A demonstrator featuring a diesel-electric hybrid propulsion system also reflects the priority EADS has attached to developing more "eco-friendly" helicopters, and will be on display at Farnborough. Its manufacturer claims it could be twice as fuel efficient as a typical twin-turbine helicopter such as the Eurocopter EC135.

EADS's Innovation Works unit led the initiative as part of its eco2avia project, described by research team leader Peter Jaenker as "a vehicle which transports a lot of concepts we want to develop to improve the eco efficiency of our vehicles: one is the algae project, and the other is looking for new propulsion systems which are more efficient for helicopters".

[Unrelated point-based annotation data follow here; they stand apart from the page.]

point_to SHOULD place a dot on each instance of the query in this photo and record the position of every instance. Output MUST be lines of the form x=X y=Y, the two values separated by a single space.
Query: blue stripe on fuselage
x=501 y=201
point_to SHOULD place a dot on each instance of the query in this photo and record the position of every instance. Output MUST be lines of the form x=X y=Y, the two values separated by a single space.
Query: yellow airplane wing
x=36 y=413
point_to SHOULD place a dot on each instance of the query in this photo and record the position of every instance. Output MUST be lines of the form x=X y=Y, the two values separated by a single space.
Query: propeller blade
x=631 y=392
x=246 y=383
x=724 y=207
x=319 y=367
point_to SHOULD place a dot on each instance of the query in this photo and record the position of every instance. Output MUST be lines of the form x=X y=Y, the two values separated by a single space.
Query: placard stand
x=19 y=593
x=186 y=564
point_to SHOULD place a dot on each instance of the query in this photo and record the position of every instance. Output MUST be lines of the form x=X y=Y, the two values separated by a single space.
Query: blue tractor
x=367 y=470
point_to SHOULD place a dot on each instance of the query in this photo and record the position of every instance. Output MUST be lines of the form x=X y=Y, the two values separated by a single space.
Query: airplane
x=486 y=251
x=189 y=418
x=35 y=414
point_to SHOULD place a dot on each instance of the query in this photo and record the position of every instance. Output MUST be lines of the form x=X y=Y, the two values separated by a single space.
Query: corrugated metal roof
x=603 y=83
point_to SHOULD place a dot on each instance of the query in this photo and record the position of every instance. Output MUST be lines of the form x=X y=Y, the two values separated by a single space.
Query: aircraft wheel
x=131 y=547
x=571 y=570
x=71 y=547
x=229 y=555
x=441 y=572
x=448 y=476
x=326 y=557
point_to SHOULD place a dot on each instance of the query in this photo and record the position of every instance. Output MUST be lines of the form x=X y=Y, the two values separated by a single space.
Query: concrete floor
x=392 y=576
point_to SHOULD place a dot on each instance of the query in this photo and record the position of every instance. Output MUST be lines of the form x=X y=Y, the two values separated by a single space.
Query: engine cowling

Jaenker sees potential for the hybrid helicopter technology to be brought to market circa 2020, an important deadline for the aviation industry given that the Advisory Council for Aeronautics Research in Europe targets a 50% reduction in carbon dioxide emissions by that year, compared with 2000 levels.

Boeing is also involved in work toward green helicopter operation and algae-based biofuel development: indeed, both boxes were ticked on 16 June, when the Royal Netherlands Air Force flew a Boeing AH-64D Apache partly powered by a biofuel made from algae-based biomass and used cooking oil. The biofuel was mixed 50:50 with traditional jet fuel. "No engine or airframe modifications were made prior to flight," says Boeing.

The Dutch biofuels test, one of seven planned within its biofuel flight test programme, came two months after the US Navy conducted its first supersonic demonstration of a Boeing F/A-18 Super Hornet powered by blended fuel of which camelina-based biofuel composed 50%. The US Air Force has previously used a camelina mixture to power a flight of a Fairchild A-10 Thunderbolt II.

The role of the US military in stimulating investment in biofuels draws praise from Morgan. "The Department of Defense's - and particularly the navy's - leadership on this has made measurable concrete differences in the past year, since they really started stepping up: educating the US administration, educating policymakers that in order to get to this promised land that we all desire around sustainability and renewable fuels, it's going to take a long-term approach... It's a decades-long effort. These types of fuels are going up against an incumbent fuel source - fossil fuels - that has had 150 years to mature and benefit from its own support from governments."

Consequently, Morgan adds his voice to the aviation industry's calls for the sector to be granted priority access to biofuel on the basis that no other energy options are available. He is also calling for "support mechanisms", perhaps in the form of price guarantees or risk-limiting price collars, to protect the emergent biofuels industry from "the whipsaw of the competing incumbent fuel source" - a reference the volatility of petroleum prices - and in this respect cites Brazil's support of the ethanol industry as a precedent worth heeding.

Meanwhile, EADS is not ruling out the possibility that it will conduct another algae-powered test flight at Farnborough. In late June, the manufacturer had this to say: "We are still trying to make it possible - if we find enough biofuel by that time. The plane is available."